SC21 Proceedings

The International Conference for High Performance Computing, Networking, Storage, and Analysis

Can Fortran's `do concurrent' Replace Directives for Accelerated Computing?


Workshop:WACCPD 2021: Eighth Workshop on Accelerator Programming Using Directives

Authors: Miko Stulajter, Ronald M. Caplan, and Jon Linker (Predictive Science Inc)

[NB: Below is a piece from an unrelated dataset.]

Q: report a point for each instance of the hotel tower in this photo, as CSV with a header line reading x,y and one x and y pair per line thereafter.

Abstract: Recently, there has been growing interest in using standard language constructs (e.g. C++'s Parallel Algorithms and Fortran's `do concurrent`) for accelerated computing as an alternative to directive-based APIs (e.g. OpenMP and OpenACC). These constructs have the potential to be more portable, and some compilers already (or have plans to) support such standards. Here, we look at the current capabilities, portability, and performance of replacing directives with Fortran's `do concurrent` using a mini-app that currently implements OpenACC for GPU-acceleration and OpenMP for multi-core CPU parallelism. We replace as many directives as possible with `do concurrent`, testing various configurations and compiler options within three major compilers: GNU's gfortran, NVIDIA's nvfortran, and Intel's ifort. We find that with the right compiler versions and flags, many directives can be replaced without loss of performance or portability, and, in the case of nvfortran, they can all be replaced. We discuss limitations that may apply to more complicated codes and future language additions that may mitigate them. Singularity containers are publicly provided to allow the results to be reproduced.